Frequent visitors to my home office (or, as my impertinent family likes to call it, “the dining room”) will be familiar with my wall of horror: a large cork board upon which 2D victims of my amusement are impaled with thumb tacks. Perhaps not the best preprandial artwork to peruse. Also: the reason we don’t eat in the “dining room”. There, I keep pictures and lyrics, sketches and quotations, scribbled notes and to-do lists that look like I stole them from Dahmer (fix “bone snapped wetly” … corpse would be dry by now). Of course, Dahmer only ever gave me nausea, a Clark Bar (“For Quick Energy!”) and some nightmares in the early ’90s. Just kidding, I don’t have nightmares.

I’ve been asked where I get my weird ideas.

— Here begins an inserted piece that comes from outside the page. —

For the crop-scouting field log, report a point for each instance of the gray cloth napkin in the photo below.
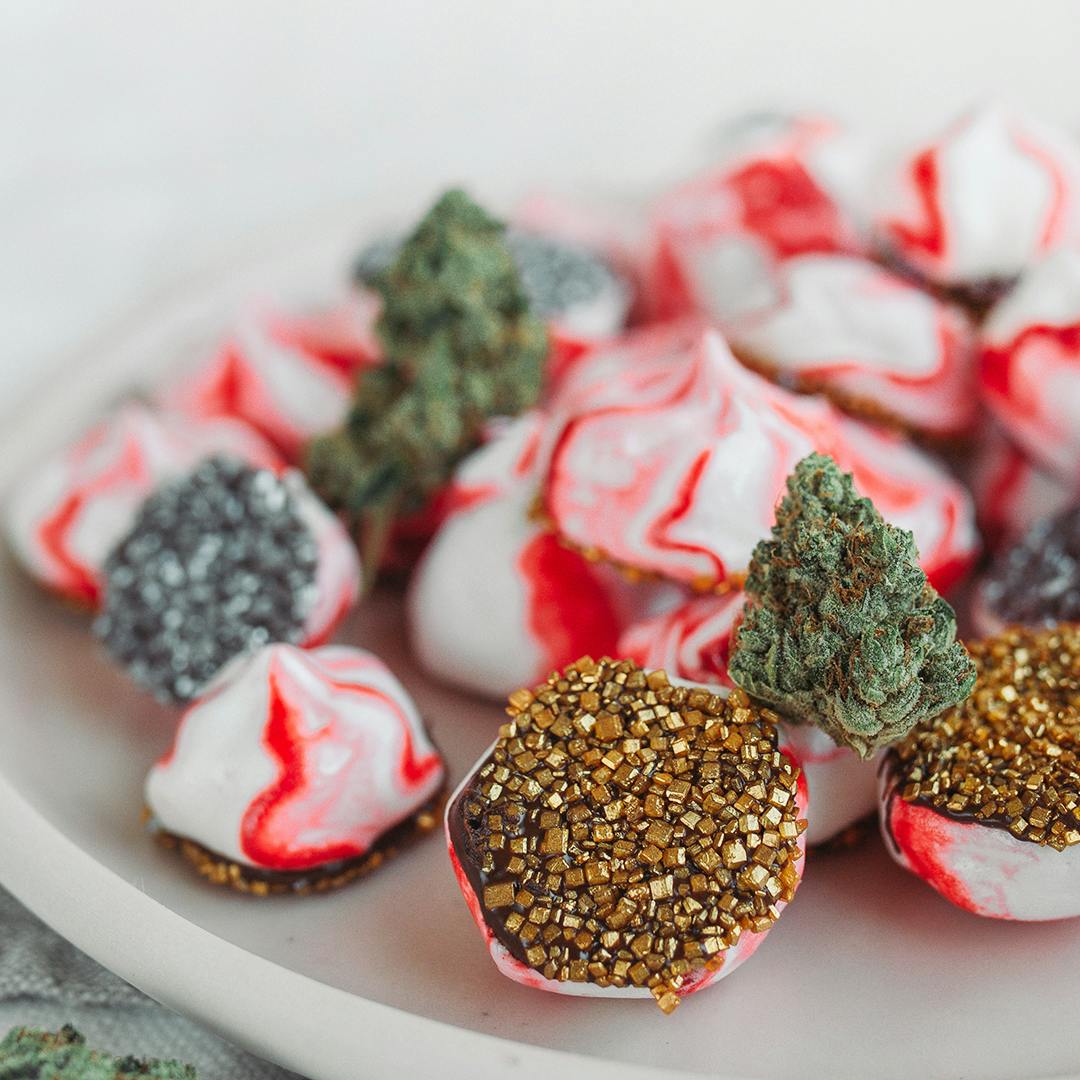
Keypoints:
(46, 982)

My knee-jerk reaction was: “Who you callin’ weird, you fuc–oh, that was a compliment? Ah. Right. I was going to say, focaccia … that old Italian verbal lovetap. I know it’s a bread, sillypants, where do you think they got the name? No-no, no need to Google it. Focaccia translates as: delicious friend. Yes it does. Trust me, I’m a writer, I’m paid to *know* these things.”

Today’s blog is in response to the question of Inspiration. (That’s right, I did it. I capitalized. Again, trust me. I am a writer. I can capitalize all day long if I want to. Sometimes, that’s all I do.) I guess people are worried about writers of horror and dark urban fantasy; if we can imagine such dreadful things, surely there must be … urges? Urges that may be dangerous to the general public. Urges that should be medicated. Can’t she write something nice, they wonder? Maybe there’s nothing nice inside her. <insert concerned head-cock, squinty eyes and lips pursed in thought> Maybe her brain is just a big rotted mat of evil. <insert sage nod>

I can’t answer to that; I’ve never seen my brain, not even when I roll my eyes way up ’til it hurts (warning: don’t do that, it hurts!) What I can say is this: I believe in the two wolves thing. You know, that old saying … inside every man are two wolves, dark and light, in constant battle for dominance. Who wins? The one you feed most often.

So I feed my dark wolf (raw organ meat, door-to-door salesmen). When I don’t, I honestly can’t write horror. I lose touch with it, then I feel like I’ve fallen between the cracks. Once I’m lost, it takes a long time to wriggle back into the grimy crypts and cold dank cellars of my imagination. And that’s where I belong, make no mistake about it. That’s where I come alive; my smile hardens, my eyes sparkle, my family hides the knives (no biggie, you can do a surprising amount of damage to door-to-door salesmen when you’re dual-wielding pickle forks); my Word Count tool heaves and shudders as it attempts to calculate, when I’ve been in dark places. Apparently, I have lots to say, some of it absurdly goofy, most of it gory, and not a page of it “nice“.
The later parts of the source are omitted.